The crash of the Hawker 125-700 jet while on final approach to Akron Fulton International Airport occurred on Nov. 10, 2015, in the Ellet neighborhood in low-visibility conditions.
The plane struck an apartment building and one person on the ground was injured.
The plane, leased by Augusto Lewkowicz of Execuflight in Fort Lauderdale, Florida, was on a flight from Dayton-Wright Brothers Airport.
The seven passengers were employees of Pebb Enterprises of Boca Raton, Florida, and they had been looking at locations for shopping centers. All of them resided in Florida.
At the time of the crash, the plane was being flown by first officer Renato Marchese, 50. The captain was Oscar Chavez, 40.
The NTSB concluded that the crash resulted from the flight crew’s “mismanagement of the approach and multiple deviations from company standard operating procedures which placed the airplane in an unsafe situation.”
Before the crash, Marchese had slowed the speed of the jet because, the NTSB said, it was likely that Chavez had expressed concerns about another aircraft in the region.
The plane should have been traveling at about 165 mph, or 144 knots, on its approach but instead was flying at 125 mph, or 109 knots. The wing flaps should have been in a different position than they were.
As a result, the jet stalled and crashed two miles from the airport. The plane’s left wing tilted toward the ground, clipped utility wires, hit the ground and struck the apartment building.
The crew also had miscalculated the weight of passengers, luggage and fuel, and failed to go through a required checklist as they approached the airport.
NTSB investigators also found the pilots were fatigued at the time of the flight, but no evidence was found of drug or alcohol use by either pilot.
Nor did investigators find any structural defects that would have affected the jet’s performance.
Some of those killed in the crash might have survived had it not been for a fire that broke out after impact.
The NTSB said Chavez had been fired from a previous job for failing to show up for recurrent training. Marchese had been fired from a previous job for “significant performance deficiencies.”

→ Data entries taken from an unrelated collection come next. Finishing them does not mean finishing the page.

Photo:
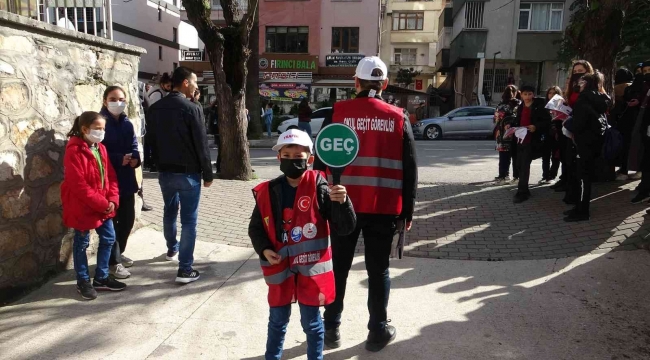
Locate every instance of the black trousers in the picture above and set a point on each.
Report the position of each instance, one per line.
(123, 224)
(524, 158)
(378, 232)
(644, 186)
(586, 166)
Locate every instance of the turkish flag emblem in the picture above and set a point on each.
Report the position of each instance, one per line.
(304, 203)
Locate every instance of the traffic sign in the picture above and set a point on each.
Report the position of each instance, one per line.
(337, 145)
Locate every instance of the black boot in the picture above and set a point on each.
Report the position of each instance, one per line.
(333, 338)
(378, 340)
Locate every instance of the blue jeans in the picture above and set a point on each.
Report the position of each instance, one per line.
(268, 123)
(184, 191)
(312, 325)
(305, 126)
(80, 243)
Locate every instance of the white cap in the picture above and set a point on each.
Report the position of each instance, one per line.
(294, 137)
(366, 67)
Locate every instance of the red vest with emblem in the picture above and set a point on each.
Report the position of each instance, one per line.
(305, 271)
(374, 180)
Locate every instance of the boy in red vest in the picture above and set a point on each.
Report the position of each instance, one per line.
(289, 231)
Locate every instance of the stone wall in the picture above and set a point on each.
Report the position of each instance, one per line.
(48, 76)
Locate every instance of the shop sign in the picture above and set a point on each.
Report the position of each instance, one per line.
(192, 55)
(285, 91)
(287, 62)
(343, 60)
(286, 76)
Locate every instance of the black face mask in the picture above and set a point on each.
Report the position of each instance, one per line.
(293, 168)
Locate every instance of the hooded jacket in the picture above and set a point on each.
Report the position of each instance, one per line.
(540, 117)
(590, 122)
(83, 197)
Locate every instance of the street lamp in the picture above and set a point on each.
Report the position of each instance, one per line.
(494, 73)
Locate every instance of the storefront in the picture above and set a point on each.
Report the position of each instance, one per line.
(286, 79)
(335, 81)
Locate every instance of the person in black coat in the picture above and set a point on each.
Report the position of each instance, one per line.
(533, 115)
(588, 127)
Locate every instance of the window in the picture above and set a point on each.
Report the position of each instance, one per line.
(345, 40)
(287, 39)
(541, 16)
(474, 15)
(405, 56)
(408, 21)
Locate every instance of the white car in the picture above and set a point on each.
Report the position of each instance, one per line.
(317, 118)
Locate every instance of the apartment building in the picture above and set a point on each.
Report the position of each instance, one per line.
(156, 26)
(409, 39)
(487, 45)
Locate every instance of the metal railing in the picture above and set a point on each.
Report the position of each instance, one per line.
(93, 17)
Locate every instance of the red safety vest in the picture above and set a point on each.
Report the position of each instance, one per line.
(374, 180)
(305, 273)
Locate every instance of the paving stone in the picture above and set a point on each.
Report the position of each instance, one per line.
(471, 222)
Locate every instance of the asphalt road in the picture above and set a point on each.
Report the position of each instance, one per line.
(443, 161)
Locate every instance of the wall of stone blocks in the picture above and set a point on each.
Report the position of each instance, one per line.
(48, 76)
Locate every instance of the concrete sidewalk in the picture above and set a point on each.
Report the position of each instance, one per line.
(593, 307)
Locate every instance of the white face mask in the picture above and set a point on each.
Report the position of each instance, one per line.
(96, 136)
(116, 108)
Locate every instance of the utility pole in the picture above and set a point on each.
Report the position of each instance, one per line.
(494, 74)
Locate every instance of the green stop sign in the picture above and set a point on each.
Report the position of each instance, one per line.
(337, 145)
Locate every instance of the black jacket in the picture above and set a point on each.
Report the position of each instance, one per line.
(341, 217)
(178, 137)
(540, 117)
(590, 122)
(409, 163)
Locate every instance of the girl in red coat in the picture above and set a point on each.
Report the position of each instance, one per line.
(90, 196)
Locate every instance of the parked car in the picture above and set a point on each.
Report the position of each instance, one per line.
(469, 120)
(317, 118)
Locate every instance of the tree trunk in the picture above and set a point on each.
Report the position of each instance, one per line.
(252, 87)
(228, 50)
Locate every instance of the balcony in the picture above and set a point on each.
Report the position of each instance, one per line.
(94, 18)
(404, 5)
(216, 13)
(467, 45)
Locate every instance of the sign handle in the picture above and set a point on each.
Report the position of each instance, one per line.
(336, 175)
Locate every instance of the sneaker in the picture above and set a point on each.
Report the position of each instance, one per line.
(187, 277)
(639, 198)
(172, 255)
(109, 284)
(119, 271)
(333, 338)
(378, 340)
(86, 289)
(558, 184)
(126, 261)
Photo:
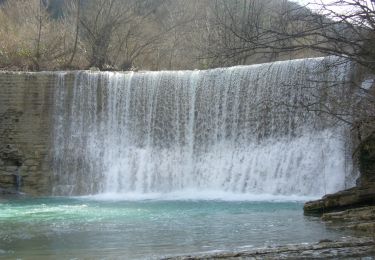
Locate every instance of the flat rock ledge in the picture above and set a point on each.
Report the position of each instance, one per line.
(352, 198)
(347, 248)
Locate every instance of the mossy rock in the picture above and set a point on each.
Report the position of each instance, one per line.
(367, 160)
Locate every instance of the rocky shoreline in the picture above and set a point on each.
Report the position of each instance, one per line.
(347, 248)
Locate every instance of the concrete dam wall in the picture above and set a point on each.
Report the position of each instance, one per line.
(229, 130)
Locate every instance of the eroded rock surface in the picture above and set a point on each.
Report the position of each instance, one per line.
(349, 248)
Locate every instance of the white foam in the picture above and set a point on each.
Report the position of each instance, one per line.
(198, 196)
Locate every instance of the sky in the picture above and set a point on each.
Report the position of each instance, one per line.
(316, 5)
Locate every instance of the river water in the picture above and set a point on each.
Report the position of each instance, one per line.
(97, 227)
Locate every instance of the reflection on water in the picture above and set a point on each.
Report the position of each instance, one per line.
(86, 228)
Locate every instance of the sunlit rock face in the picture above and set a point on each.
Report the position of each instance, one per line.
(241, 130)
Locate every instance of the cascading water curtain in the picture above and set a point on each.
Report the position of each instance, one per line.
(241, 130)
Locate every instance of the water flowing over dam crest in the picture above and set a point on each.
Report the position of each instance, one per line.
(240, 130)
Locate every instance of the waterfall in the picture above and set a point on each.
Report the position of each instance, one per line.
(241, 130)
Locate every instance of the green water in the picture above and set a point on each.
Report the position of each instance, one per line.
(67, 228)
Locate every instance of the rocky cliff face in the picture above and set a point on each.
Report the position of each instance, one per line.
(352, 208)
(26, 106)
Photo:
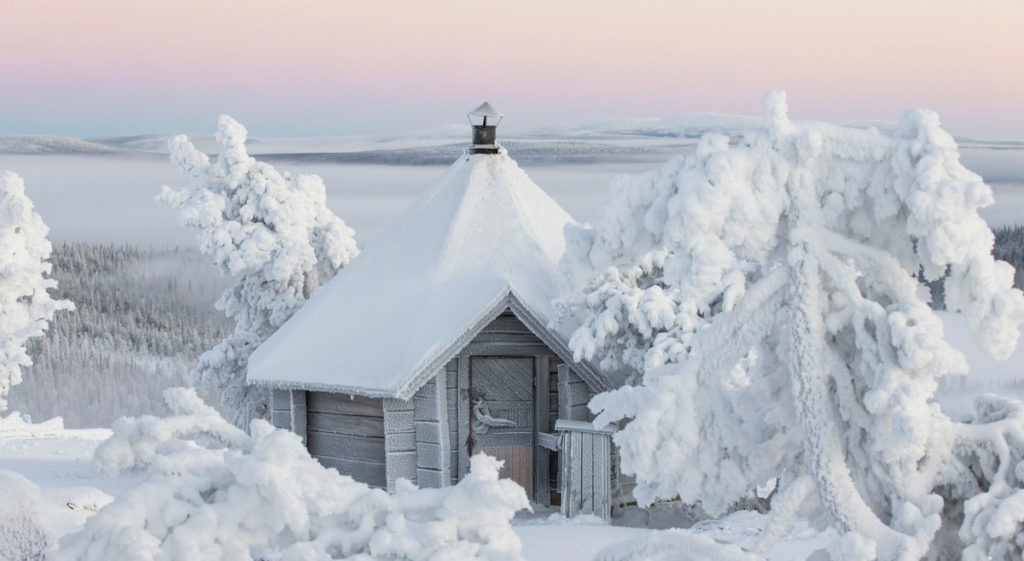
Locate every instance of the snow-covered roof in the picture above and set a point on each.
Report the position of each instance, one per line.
(486, 110)
(481, 240)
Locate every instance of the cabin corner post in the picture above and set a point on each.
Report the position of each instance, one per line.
(573, 395)
(297, 402)
(433, 451)
(586, 469)
(399, 441)
(542, 424)
(463, 414)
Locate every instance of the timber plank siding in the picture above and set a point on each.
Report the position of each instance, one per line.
(586, 469)
(347, 433)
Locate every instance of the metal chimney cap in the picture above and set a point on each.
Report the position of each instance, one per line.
(486, 110)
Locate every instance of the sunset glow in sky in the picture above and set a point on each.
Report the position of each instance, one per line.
(307, 68)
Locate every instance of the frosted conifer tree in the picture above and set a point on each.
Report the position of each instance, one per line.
(272, 231)
(26, 304)
(768, 291)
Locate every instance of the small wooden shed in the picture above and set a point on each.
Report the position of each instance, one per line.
(439, 342)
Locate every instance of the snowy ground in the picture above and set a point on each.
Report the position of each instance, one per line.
(58, 461)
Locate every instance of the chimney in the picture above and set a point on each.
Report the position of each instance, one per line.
(484, 120)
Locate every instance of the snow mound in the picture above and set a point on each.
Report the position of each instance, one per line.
(212, 492)
(24, 534)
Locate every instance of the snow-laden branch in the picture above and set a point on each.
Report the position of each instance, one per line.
(26, 304)
(271, 230)
(209, 491)
(840, 387)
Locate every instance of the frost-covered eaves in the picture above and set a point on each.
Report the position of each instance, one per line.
(482, 240)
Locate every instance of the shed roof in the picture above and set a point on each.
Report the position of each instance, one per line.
(486, 110)
(484, 238)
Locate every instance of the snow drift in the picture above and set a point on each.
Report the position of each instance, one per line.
(210, 491)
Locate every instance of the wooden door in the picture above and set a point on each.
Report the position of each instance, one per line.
(501, 414)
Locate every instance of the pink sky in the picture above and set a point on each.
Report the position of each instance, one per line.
(316, 67)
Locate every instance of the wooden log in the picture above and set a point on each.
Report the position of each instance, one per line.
(542, 422)
(344, 445)
(297, 400)
(399, 440)
(371, 473)
(281, 419)
(345, 424)
(321, 401)
(463, 403)
(280, 400)
(427, 478)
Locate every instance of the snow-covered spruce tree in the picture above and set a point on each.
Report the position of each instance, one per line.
(209, 491)
(272, 231)
(25, 532)
(768, 291)
(26, 304)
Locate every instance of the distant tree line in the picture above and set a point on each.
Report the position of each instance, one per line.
(142, 318)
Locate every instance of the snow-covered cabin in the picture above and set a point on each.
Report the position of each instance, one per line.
(437, 342)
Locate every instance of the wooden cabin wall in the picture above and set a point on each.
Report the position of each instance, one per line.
(452, 383)
(573, 394)
(399, 441)
(347, 433)
(433, 452)
(281, 410)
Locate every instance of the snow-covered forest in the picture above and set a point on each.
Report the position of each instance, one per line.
(662, 275)
(142, 317)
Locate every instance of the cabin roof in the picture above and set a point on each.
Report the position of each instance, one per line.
(486, 110)
(483, 239)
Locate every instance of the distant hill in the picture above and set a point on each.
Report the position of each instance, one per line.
(50, 144)
(679, 126)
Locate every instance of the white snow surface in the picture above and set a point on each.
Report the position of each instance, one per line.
(482, 232)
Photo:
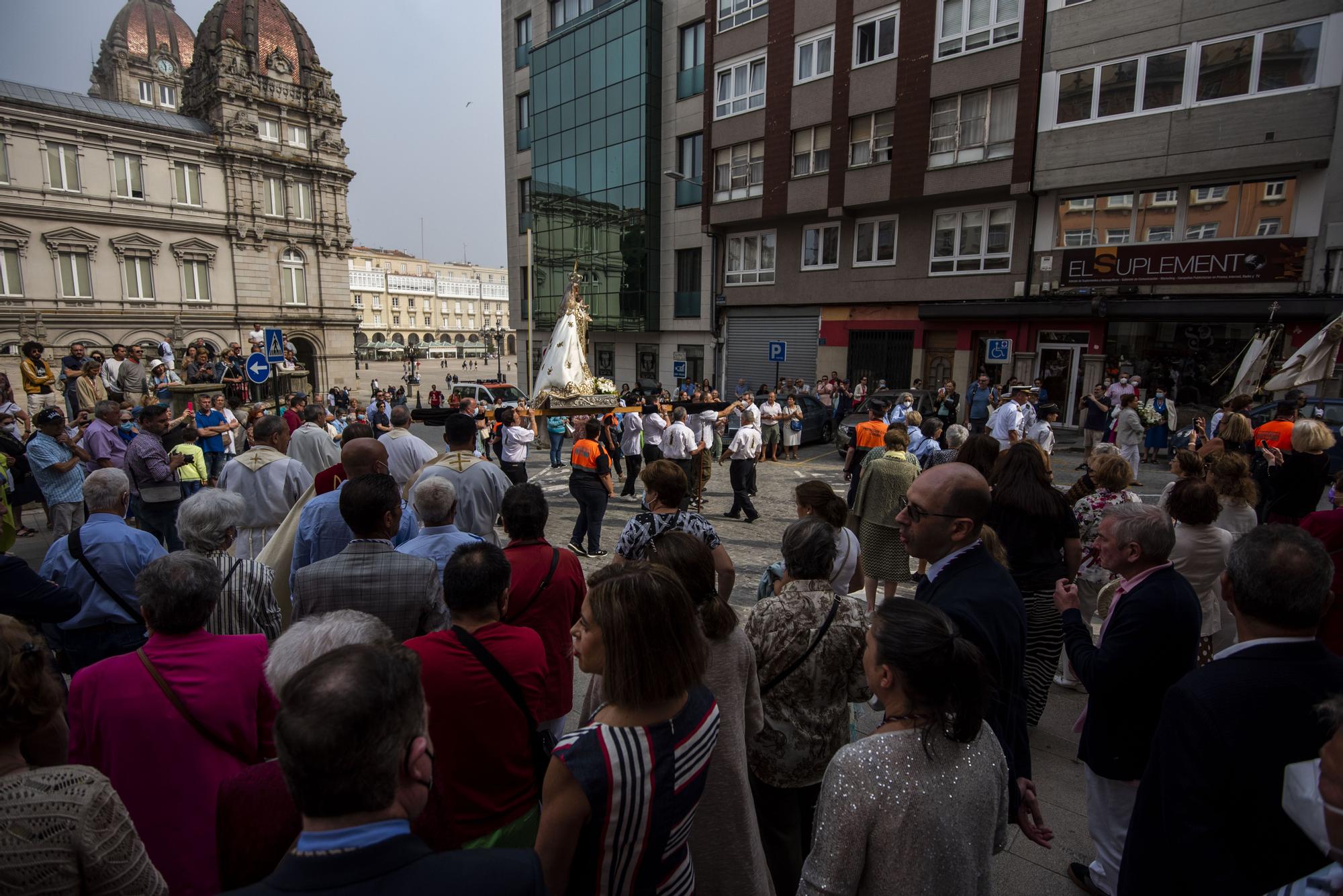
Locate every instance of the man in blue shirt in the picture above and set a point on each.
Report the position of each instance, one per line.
(210, 426)
(56, 458)
(103, 627)
(436, 505)
(322, 529)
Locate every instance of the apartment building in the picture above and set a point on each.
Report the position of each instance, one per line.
(868, 160)
(1185, 176)
(457, 310)
(602, 101)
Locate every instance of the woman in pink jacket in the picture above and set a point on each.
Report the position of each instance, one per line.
(167, 725)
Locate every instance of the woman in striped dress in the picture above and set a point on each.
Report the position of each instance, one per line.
(620, 795)
(1039, 530)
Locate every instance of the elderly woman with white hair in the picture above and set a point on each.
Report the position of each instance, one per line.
(434, 501)
(207, 524)
(257, 819)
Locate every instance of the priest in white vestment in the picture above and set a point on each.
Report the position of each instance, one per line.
(268, 481)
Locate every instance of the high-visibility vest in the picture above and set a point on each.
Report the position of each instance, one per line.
(871, 434)
(585, 455)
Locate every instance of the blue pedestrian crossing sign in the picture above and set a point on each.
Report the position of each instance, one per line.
(259, 369)
(999, 350)
(275, 345)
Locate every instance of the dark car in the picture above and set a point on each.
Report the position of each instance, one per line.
(816, 420)
(925, 400)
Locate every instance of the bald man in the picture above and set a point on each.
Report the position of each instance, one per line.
(945, 513)
(322, 530)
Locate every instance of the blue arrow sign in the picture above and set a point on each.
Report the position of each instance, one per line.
(275, 345)
(259, 369)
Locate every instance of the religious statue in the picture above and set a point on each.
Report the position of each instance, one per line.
(565, 372)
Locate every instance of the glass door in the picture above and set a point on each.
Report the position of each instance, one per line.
(1059, 369)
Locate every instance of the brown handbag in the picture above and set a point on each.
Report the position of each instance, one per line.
(186, 714)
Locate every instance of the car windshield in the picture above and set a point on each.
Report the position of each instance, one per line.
(506, 393)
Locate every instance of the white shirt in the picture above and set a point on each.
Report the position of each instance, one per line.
(514, 448)
(1009, 417)
(655, 427)
(406, 454)
(746, 443)
(680, 442)
(632, 427)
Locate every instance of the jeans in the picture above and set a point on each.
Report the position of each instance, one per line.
(633, 463)
(741, 475)
(592, 510)
(89, 646)
(159, 519)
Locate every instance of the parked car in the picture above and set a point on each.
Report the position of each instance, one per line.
(817, 424)
(925, 400)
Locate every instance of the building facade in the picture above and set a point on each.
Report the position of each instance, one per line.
(447, 309)
(199, 191)
(596, 103)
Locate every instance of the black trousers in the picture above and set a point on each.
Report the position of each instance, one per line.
(785, 816)
(633, 463)
(592, 511)
(741, 472)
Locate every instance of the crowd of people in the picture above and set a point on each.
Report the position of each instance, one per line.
(302, 651)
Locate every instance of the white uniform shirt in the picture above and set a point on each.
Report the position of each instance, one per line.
(746, 443)
(631, 430)
(514, 450)
(1009, 417)
(680, 442)
(655, 428)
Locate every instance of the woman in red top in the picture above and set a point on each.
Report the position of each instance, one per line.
(546, 595)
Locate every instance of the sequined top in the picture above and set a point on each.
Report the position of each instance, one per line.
(892, 822)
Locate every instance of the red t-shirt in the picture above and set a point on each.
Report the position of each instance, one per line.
(550, 615)
(483, 769)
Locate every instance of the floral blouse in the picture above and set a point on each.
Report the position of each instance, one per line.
(1089, 511)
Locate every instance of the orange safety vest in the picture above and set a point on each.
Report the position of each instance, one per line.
(871, 434)
(586, 454)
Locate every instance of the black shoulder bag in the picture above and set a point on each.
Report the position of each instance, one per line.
(77, 552)
(546, 584)
(542, 742)
(793, 667)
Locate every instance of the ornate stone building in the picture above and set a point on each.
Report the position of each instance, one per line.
(199, 189)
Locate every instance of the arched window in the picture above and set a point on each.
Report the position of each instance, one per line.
(293, 279)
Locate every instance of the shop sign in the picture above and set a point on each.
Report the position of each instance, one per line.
(1195, 262)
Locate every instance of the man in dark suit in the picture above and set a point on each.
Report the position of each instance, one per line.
(353, 737)
(1148, 643)
(1209, 813)
(945, 510)
(370, 576)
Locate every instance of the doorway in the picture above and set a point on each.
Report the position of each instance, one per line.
(1059, 369)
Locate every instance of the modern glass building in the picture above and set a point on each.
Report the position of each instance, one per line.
(593, 121)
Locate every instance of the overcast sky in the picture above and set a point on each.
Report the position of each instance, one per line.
(405, 71)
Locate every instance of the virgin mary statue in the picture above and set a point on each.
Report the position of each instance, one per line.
(565, 372)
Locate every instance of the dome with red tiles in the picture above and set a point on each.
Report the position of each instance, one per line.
(267, 28)
(144, 27)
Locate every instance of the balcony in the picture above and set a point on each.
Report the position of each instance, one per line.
(690, 82)
(688, 193)
(366, 281)
(687, 305)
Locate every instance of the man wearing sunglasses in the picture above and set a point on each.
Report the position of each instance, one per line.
(943, 513)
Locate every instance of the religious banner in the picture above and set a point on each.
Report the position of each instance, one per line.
(1270, 260)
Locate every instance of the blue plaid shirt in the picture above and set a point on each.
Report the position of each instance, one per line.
(57, 487)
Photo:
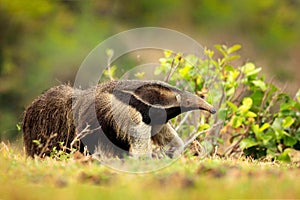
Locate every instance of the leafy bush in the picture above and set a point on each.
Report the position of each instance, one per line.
(259, 118)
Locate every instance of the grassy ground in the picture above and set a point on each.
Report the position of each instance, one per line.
(187, 178)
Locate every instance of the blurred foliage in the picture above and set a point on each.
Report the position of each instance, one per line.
(259, 119)
(42, 43)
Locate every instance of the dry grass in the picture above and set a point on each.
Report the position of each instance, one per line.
(188, 178)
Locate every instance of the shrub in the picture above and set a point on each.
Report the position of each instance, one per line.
(259, 119)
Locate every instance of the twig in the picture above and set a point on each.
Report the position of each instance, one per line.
(83, 133)
(263, 101)
(47, 144)
(110, 55)
(173, 69)
(182, 121)
(233, 146)
(189, 141)
(275, 98)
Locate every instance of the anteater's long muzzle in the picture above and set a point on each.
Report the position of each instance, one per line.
(193, 102)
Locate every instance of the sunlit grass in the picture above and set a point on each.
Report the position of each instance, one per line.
(186, 178)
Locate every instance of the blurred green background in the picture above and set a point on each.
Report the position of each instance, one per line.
(43, 42)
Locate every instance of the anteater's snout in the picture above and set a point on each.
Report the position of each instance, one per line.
(213, 111)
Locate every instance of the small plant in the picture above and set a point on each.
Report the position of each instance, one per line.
(259, 118)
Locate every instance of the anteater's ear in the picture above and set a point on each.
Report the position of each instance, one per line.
(156, 95)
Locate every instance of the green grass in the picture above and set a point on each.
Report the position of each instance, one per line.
(187, 178)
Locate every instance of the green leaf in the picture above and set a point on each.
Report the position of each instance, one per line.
(237, 121)
(249, 69)
(234, 48)
(222, 113)
(289, 141)
(298, 95)
(247, 104)
(251, 114)
(284, 156)
(234, 57)
(247, 143)
(259, 83)
(255, 128)
(264, 127)
(184, 72)
(233, 107)
(230, 92)
(287, 122)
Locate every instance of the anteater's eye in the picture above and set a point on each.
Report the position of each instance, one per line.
(178, 97)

The NTSB said that ExecuFlight did not do a follow-up evaluation on the reasons why the two pilots were terminated from their previous employers.
The safety board also faulted ExecuFlight for have a casual attitude that set a poor example to pilots and for operational safety. The company lacked a safety management system designed to establish and reinforce a positive safety culture, the NTSB said.
A former Execuflight employee said that the company’s owner ordered him to lie to investigators in the wake of the crash. The former employee told NTSB investigators that ExecuFlight destroyed or altered flight records after the crash.
Two days after the NTSB report was released, ExecuFlight released a statement disputing the NTSB’s report.
Execuflight said it conducted complete background checks on the two pilots who were flying the plane and that both had successfully completed a training program.
“We’re regretful for the crash, but we don’t feel responsibility,” ExecuFlight CEO Leskowicz told WOIO-TV in Cleveland. “We didn’t do anything in that crash as a company to set it up for that.”
Leskowicz said his company did everything it was supposed to do in all legal areas of aviation, from hiring to training. He contended that Chavez had left his previous position voluntarily.
“Sometimes pilots require additional training,” he said. “That was not the case for these people. So it caught us all by surprise.”
Leskowicz blamed other factors for the crash including weather conditions and mistakes made by air traffic controllers in Akron. Specifically, he said the latter included miscommunication during a shift change.